Aon partner Sophia Singleton thinks it is crucial to signpost people to some sort of retirement solution. She says innovative solutions are needed to deliver a sustainable income, longevity protection, flexibility and robust support to consumers through retirement, but says providers are busy dealing with other issues such as their replatforming projects.

Some believe a default for decumulation should be seen as a last resort or temporary solution while retirees take time to consider their options.

Primetime Retirement chief executive Kim Lerche-Thomsen says: “I’m not keen on an automatic default, as that would repeat what happened to lifetime annuities. People have to take a more active approach with decumulation. Whatever happens, the default mustn’t be to the existing provider. That was the experience of lifetime annuities and led George Osborne, in his frustration, to pull the whole mountain down.”

Adviser view: Jamie Smith-Thompson, managing director, Portafina

I don’t think a default decumulation pathway can work and non-advised drawdown should be seen as a high-risk product. It’s no surprise that due to the attractiveness of its flexibility, more and more people are opting for drawdown – but many are choosing it without taking advice. Quite frankly, it scares me. You won’t really see the drawbacks of doing this for around five to 10 years. The simple fact is, there is no right default option for everyone. There are so many variants to consider: are you on state benefits? Or are you going to trip over a tax bracket? It has to be tailored for the individual, so getting advice is the best thing to do.

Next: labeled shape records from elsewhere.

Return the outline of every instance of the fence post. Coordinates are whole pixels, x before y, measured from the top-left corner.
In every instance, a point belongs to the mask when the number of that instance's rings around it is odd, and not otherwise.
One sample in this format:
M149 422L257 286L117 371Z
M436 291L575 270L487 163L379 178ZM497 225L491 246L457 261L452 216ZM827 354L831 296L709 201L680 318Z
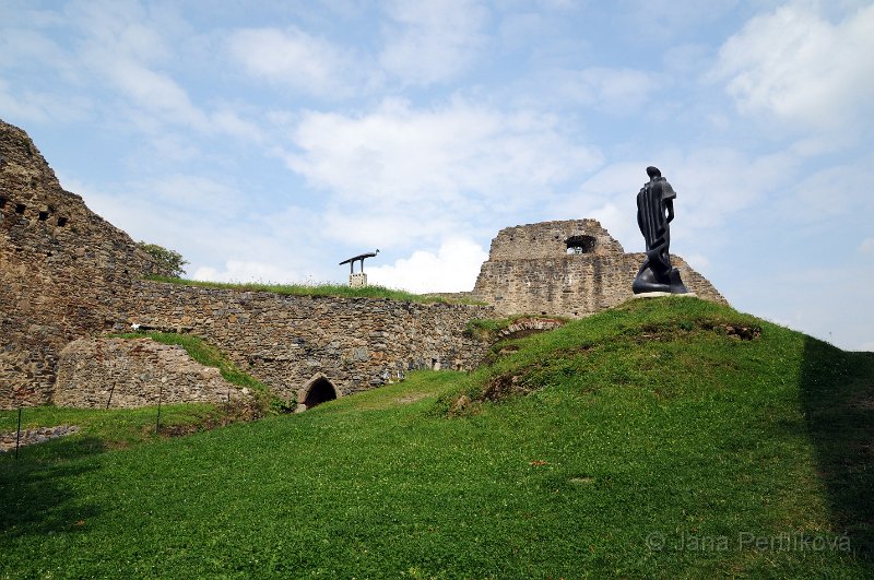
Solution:
M19 443L21 443L21 406L19 406L19 428L15 430L15 461L19 459Z
M164 394L164 383L157 383L157 422L155 423L155 435L161 429L161 395Z

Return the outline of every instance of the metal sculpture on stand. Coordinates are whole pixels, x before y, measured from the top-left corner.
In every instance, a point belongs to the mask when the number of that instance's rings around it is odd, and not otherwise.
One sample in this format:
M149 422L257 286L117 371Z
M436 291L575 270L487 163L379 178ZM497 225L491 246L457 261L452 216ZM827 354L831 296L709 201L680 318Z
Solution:
M647 242L647 258L631 289L635 294L686 294L669 252L676 192L657 167L647 167L647 175L650 179L637 194L637 225Z

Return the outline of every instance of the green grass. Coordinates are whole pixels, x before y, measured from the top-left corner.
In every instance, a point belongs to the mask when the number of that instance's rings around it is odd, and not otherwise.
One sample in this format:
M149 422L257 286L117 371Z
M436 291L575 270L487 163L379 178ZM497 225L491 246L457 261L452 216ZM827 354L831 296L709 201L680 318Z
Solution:
M225 410L215 405L162 405L161 429L156 434L156 406L113 410L24 407L22 429L76 425L80 431L74 436L54 439L47 443L22 447L20 457L22 461L36 463L64 462L109 450L154 442L172 435L203 430L226 421ZM17 411L0 411L0 433L13 433L16 427ZM10 461L11 458L12 453L5 457L0 454L0 464Z
M222 377L232 384L248 387L260 392L265 392L268 389L263 382L237 368L233 360L216 346L199 336L177 334L175 332L126 332L114 336L119 339L152 339L161 344L179 345L201 365L217 368Z
M227 283L208 282L201 280L184 280L178 277L147 276L146 280L166 282L182 286L199 286L204 288L227 288L240 292L272 292L274 294L290 294L293 296L336 296L342 298L390 298L412 303L449 303L449 304L484 304L465 298L447 298L428 294L413 294L411 292L387 288L383 286L365 286L353 288L342 284L261 284L261 283Z
M692 298L507 346L299 415L0 457L0 577L874 573L874 356Z

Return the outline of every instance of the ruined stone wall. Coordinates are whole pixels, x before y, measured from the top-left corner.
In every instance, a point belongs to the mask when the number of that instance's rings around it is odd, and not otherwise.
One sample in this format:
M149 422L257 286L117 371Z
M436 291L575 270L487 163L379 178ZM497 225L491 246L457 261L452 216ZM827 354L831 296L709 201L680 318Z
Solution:
M80 339L59 356L54 403L86 409L224 403L244 394L181 346L150 339Z
M59 351L111 324L114 294L153 270L0 120L0 409L48 402Z
M567 253L568 242L582 238L592 244L588 252L594 256L623 253L622 245L613 239L597 220L566 220L505 227L488 250L488 261L551 259Z
M567 253L567 240L581 239L583 251ZM579 318L633 298L631 282L643 259L643 253L625 253L595 220L508 227L493 240L473 294L500 316ZM690 292L728 304L682 258L671 259Z
M138 281L116 328L141 324L215 344L288 400L323 374L343 394L418 368L471 369L488 344L464 336L487 306L287 296Z

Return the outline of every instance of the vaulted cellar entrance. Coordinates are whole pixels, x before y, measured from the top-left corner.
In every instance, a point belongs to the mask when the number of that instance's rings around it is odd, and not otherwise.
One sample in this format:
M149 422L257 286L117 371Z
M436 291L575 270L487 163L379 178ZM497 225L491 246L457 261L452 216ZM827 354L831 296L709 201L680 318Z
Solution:
M326 401L333 401L338 396L340 396L340 391L334 387L334 383L319 372L297 391L297 411L312 409Z

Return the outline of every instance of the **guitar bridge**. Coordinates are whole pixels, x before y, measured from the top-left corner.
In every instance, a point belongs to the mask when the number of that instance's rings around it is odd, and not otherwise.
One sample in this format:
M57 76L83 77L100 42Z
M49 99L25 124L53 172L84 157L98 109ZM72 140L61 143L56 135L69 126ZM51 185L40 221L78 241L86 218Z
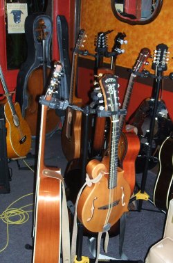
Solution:
M22 143L24 143L24 142L26 141L26 136L25 135L20 141L19 141L19 143L20 144L22 144Z
M108 209L110 207L115 207L116 205L118 205L119 204L119 202L120 202L120 200L118 200L117 201L115 201L110 205L103 205L102 207L100 207L98 209L103 209L103 210Z

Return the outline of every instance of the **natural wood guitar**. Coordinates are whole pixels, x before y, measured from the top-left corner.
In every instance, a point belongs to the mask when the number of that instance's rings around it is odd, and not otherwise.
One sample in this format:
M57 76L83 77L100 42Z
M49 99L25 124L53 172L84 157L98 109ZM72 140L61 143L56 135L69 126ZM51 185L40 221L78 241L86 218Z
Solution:
M60 76L61 65L55 66L44 99L50 102ZM39 148L33 227L33 262L60 262L61 247L62 186L60 169L44 164L46 124L48 106L42 106Z
M85 38L85 31L80 30L73 54L69 104L81 106L82 99L75 96L77 86L77 65L79 54ZM82 112L68 108L62 132L62 148L68 161L79 158L80 154Z
M31 134L29 126L22 118L19 104L12 103L10 94L0 66L0 78L7 98L4 105L6 127L7 129L7 156L9 159L25 157L31 145Z
M117 81L113 74L105 74L100 80L105 111L111 113L111 146L109 155L102 161L93 159L86 166L91 182L80 196L78 217L91 232L108 231L127 211L130 189L124 179L124 171L118 167L119 115Z
M159 150L159 171L154 189L154 202L167 211L173 198L173 133L167 137Z
M101 95L100 87L98 85L99 79L103 74L115 73L115 63L116 58L119 54L123 53L122 52L122 50L123 49L120 49L121 45L124 42L127 43L127 40L124 40L124 38L126 37L125 33L121 32L118 33L115 38L115 43L112 48L113 56L111 57L111 66L109 68L108 67L104 67L104 56L106 56L108 52L108 47L107 45L107 33L109 33L109 32L108 31L106 33L99 33L98 34L96 41L96 59L95 67L95 81L94 82L95 85L94 88L94 92L98 95L98 99L99 99L99 97L100 97ZM102 97L100 97L100 99L101 100ZM109 125L107 125L107 122L108 119L109 118L106 118L104 117L95 118L95 131L92 145L92 157L102 157L102 152L105 150L105 141L107 135L109 132Z
M133 72L130 75L122 106L122 109L127 110L134 81L137 77L136 73L142 72L149 56L150 51L148 49L144 48L141 50L133 68ZM125 178L130 185L131 194L132 194L136 182L135 161L140 150L140 141L133 129L128 129L130 126L125 125L125 115L120 116L119 123L120 138L118 145L118 159L120 166L125 171Z

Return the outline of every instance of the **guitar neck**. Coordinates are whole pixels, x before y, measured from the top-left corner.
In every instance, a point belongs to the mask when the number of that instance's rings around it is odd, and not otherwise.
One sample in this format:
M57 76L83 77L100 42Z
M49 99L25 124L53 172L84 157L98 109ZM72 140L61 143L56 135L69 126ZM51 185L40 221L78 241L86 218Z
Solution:
M11 95L10 95L9 91L8 90L7 84L6 84L5 78L3 77L2 69L1 69L1 66L0 66L0 78L1 78L2 86L3 86L3 88L4 90L5 94L6 94L6 97L7 97L8 102L10 108L11 109L12 114L12 115L16 115L16 111L15 111L15 106L14 106L13 103L12 103Z
M134 87L134 81L135 81L136 77L136 75L134 73L131 74L130 79L129 79L129 83L128 83L128 86L127 86L127 91L126 91L126 93L125 93L125 97L123 104L122 104L122 109L127 110L127 108L128 108L128 106L129 106L129 100L130 100L130 97L131 97L131 92L132 92L132 89L133 89L133 87ZM125 115L120 115L120 122L119 122L120 134L122 131L125 120Z
M75 102L75 99L78 99L75 96L75 87L76 87L76 83L77 83L76 79L77 79L78 59L78 54L74 52L73 55L73 63L72 63L72 70L71 70L69 104L73 104Z

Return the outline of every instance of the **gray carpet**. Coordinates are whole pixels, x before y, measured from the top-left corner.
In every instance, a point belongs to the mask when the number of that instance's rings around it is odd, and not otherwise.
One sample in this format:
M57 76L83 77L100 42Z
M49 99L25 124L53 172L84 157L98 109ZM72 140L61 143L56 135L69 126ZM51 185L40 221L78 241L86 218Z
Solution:
M62 152L60 133L60 131L58 131L51 138L46 138L46 164L60 167L63 175L66 166L66 161ZM35 141L33 142L31 153L35 153ZM35 160L32 158L26 159L26 161L30 166L35 164ZM19 164L21 168L26 167L22 160L19 161ZM24 196L33 192L33 182L36 173L33 173L31 170L19 169L16 161L10 161L8 166L12 173L12 180L10 183L10 193L0 195L1 214L6 210L10 204L19 198L21 199L14 203L11 206L12 208L19 209L32 204L33 201L33 195L25 197ZM136 180L140 183L140 180L141 175L137 175ZM147 191L150 192L151 195L152 195L155 180L154 173L149 172L147 177ZM124 252L131 260L144 260L149 246L159 240L163 234L165 214L158 212L158 209L149 201L143 202L143 208L152 209L154 212L142 209L140 212L129 212L127 214ZM24 209L31 210L32 205ZM24 218L25 223L8 224L8 234L7 224L2 220L0 221L1 262L30 263L32 262L32 250L25 248L26 244L32 245L32 212L28 214L29 218L28 220L27 218ZM21 220L18 216L10 216L10 219L13 222ZM6 245L8 237L9 239L8 245L3 250ZM91 258L93 256L89 252L87 241L88 238L84 237L82 254ZM107 255L119 258L118 247L119 236L110 238ZM104 254L102 248L101 253Z

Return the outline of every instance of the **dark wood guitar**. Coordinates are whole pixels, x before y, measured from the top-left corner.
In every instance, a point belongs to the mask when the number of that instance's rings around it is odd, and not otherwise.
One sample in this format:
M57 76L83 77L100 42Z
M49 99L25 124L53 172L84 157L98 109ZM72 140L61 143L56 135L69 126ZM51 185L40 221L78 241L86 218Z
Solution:
M7 99L7 102L4 105L7 129L7 156L9 159L25 157L30 149L30 130L28 123L21 116L19 103L12 103L1 66L0 78Z
M167 47L166 45L160 45L159 50L155 54L156 59L154 60L152 65L155 65L156 76L158 73L162 74L163 70L166 70L167 50ZM140 143L139 154L136 160L136 171L138 173L143 171L144 159L147 153L147 142L150 136L150 124L152 120L156 96L158 93L158 82L157 79L154 81L152 96L144 99L128 120L129 124L138 129L138 135ZM154 168L158 164L159 145L163 143L166 137L170 136L171 132L172 120L169 116L165 103L161 99L162 89L163 87L159 88L158 97L156 101L156 117L151 145L151 158L148 161L149 169Z
M61 74L61 65L55 65L53 77L44 99L48 102ZM48 106L42 104L39 148L35 192L33 228L33 262L60 262L62 191L60 169L44 164L46 124Z
M78 217L91 232L107 231L127 211L130 189L124 179L123 170L118 167L119 139L119 106L117 80L114 75L105 74L100 85L104 96L105 111L111 113L111 145L109 156L102 161L90 161L86 173L95 183L85 186L78 204Z
M85 31L83 29L80 30L79 38L73 54L69 104L75 104L78 106L82 106L82 100L75 95L75 88L77 86L77 65L79 56L78 51L82 47L85 37ZM80 154L81 120L81 111L75 111L70 108L66 109L65 120L62 132L62 148L68 161L78 158Z
M127 110L134 84L137 77L136 73L142 72L150 54L150 51L147 48L141 50L129 77L122 109ZM133 129L128 130L129 126L125 125L125 115L120 116L119 123L120 138L118 145L118 159L120 167L125 171L125 178L129 184L131 194L132 194L136 182L135 161L140 150L140 140Z
M154 202L160 209L167 211L173 198L173 132L159 150L159 171L154 189Z
M41 44L42 47L43 62L42 66L35 68L28 77L27 85L28 104L25 110L25 120L30 126L33 136L35 136L38 134L41 111L39 97L45 93L46 84L51 72L51 68L47 66L46 63L47 47L46 39L49 32L46 29L44 19L38 20L37 26L35 34L37 35L37 41ZM59 121L60 118L55 113L55 111L53 109L49 109L46 119L46 134L50 134L57 129Z

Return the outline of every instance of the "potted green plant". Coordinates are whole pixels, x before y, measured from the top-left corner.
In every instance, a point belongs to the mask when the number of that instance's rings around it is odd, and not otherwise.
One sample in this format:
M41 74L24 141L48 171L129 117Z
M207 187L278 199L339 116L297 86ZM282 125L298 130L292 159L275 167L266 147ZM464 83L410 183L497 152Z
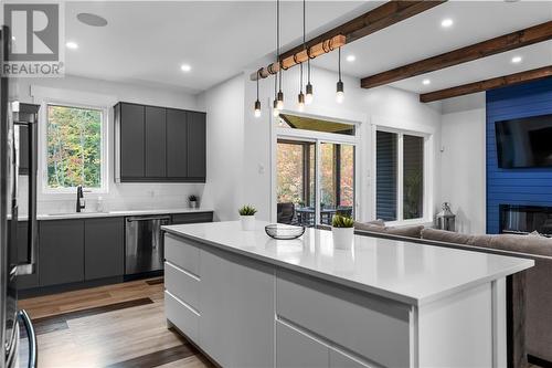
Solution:
M198 202L198 196L195 194L190 194L188 196L188 201L190 202L190 208L199 208Z
M255 213L257 213L257 210L253 206L246 204L237 210L237 212L240 213L242 230L255 230Z
M351 249L354 236L354 220L348 215L336 214L331 219L333 248Z

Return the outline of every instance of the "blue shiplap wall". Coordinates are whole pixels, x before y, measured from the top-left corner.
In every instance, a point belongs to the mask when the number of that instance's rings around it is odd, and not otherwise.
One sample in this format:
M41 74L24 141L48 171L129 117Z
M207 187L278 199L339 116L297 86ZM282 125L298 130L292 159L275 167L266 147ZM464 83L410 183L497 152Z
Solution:
M487 92L488 233L499 232L499 204L552 207L552 168L500 169L497 164L495 122L544 114L552 114L552 78Z

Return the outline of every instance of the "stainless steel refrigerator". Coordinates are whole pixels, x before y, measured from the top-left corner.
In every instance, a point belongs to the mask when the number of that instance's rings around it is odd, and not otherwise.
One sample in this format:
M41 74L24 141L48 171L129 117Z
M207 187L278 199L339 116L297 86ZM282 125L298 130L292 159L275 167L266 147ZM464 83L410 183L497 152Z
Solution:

Adviser view: Jonathon Webb, pensions consultant, Montfort

It would be wholly inappropriate to design such default investment strategies, given they are unable to reflect an individual’s attitude to risk, capacity for loss and their unique income requirements. What is more, any default option would almost certainly fail regulatory scrutiny to reiterate how such a recommendation is out of touch with best market practice. Individuals with funds that have a critical mass need to engage with the issues and work alongside advisers who can provide holistic planning.